Florence Farr - Later Life

Later Life

After Farr severed her association with the Golden Dawn she joined the Theosophical Society of London, and went on to write and produce (with Olivia Shakespear) two Egyptian-themed plays, The Shrine of the Golden Hawk and The Beloved of Hathor. Farr was also involved in the performance, direction and musical composition of a number of plays for the Lyceum, Court and New Century Theatres in London, between 1902 and 1906. Besides collaborating with Yeats and his Abbey Theatre, Farr gave frequent performances of his poetry, which she set to the music of her psaltery. Farr toured in Great Britain, Europe and America in 1906 and 1907 to take the 'new art' of Irish literary theatre to wider audiences. While in America she met and collaborated with scenic painter and Tarot card artist Pamela Colman Smith, who worked as Farr's stage manager.

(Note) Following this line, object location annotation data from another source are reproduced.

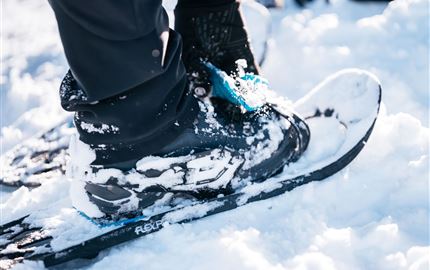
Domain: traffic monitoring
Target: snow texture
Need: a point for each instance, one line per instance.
(373, 215)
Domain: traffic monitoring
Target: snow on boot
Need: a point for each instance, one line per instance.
(221, 152)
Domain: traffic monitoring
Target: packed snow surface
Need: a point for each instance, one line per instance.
(373, 215)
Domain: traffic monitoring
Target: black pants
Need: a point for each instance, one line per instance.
(127, 82)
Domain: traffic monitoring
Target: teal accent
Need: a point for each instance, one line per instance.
(223, 86)
(111, 224)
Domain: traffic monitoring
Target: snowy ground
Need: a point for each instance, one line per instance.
(374, 215)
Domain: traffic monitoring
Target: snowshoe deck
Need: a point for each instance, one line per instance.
(346, 103)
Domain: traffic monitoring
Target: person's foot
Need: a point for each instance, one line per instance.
(212, 31)
(215, 156)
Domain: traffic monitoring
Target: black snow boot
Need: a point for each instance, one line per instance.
(212, 31)
(217, 155)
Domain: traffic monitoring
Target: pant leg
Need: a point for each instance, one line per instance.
(127, 81)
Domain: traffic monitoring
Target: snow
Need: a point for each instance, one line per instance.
(373, 215)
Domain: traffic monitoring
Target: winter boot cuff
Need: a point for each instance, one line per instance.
(202, 4)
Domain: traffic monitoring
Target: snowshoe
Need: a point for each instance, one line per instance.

Farr also wrote regular articles during this time, particularly about women's rights, theatre and ancient Egyptian religion, in the British journal of art and politics, The New Age, and for Theosophical journals, some of which have been anthologized into books. In her essay "Our Evil Stars" (New Age, October 1907), Farr writes that reformation of public health and marriage laws are not enough to liberate women. "We must kill the force in us that says we cannot become all we desire, for that force is our evil star that turns all opportunity into grotesque failure....So let us each recognise the truth that our first business is to change ourselves, and then we shall know how to change our circumstances."

Through the Theosophical Society she had met Sir Ponnambalam Ramanathan, a spiritual teacher and future member of the Tamil parliament in Ceylon. Farr was greatly impressed by his plans for the education of young women in his native country, and she committed herself to helping him when he was ready.

In 1912, Farr learned that Ramanathan had established his Uduvil Ramanathan Girls College, and at the age of fifty-two, she sold all her possessions and moved to Ceylon, returning to her first vocation, that of a teacher. Farr was appointed Lady Principal by Ramanathan and the administration of the school was turned over to her. Certainly the organizational skills she learned as the Praemonstratrix of the Golden Dawn served Farr in her new position, and due to her tolerance and respect for the Tamil traditions, the school thrived under her administration. Farr also kept up her correspondences with Yeats, and sent him her translations of Tamil poetry.

Then in 1916, a lump in her breast was diagnosed as cancer, and she underwent a mastectomy. In Farr's final letter to Yeats, she included a humorous drawing of herself with her mastectomy scar, and wrote: "Last December I became an Amazon and my left breast and pectoral muscle were removed. Now my left side is a beautiful slab of flesh adorned with a handsome fern pattern made by a cut and 30 stitches." But the cancer had spread, and Florence Farr died a few months later at the age of 56 in a hospital in Colombo, in April 1917. In accordance with her wishes, her body was cremated and the ashes scattered by Ramanathan in the sacred Kalyaani River.

In his poem "All Souls' Night", Yeats wrote:

"On Florence Emery I call the next,
Who finding the first wrinkles on a face
Admired and beautiful,
And by the foreknowledge of the future vexed;
Diminished beauty, multiplied commonplace;
Preferred to teach a school
Away from neighbor or friend,
Among dark skins, permit foul years to wear
Hidden from eyesight to the unnoticed end."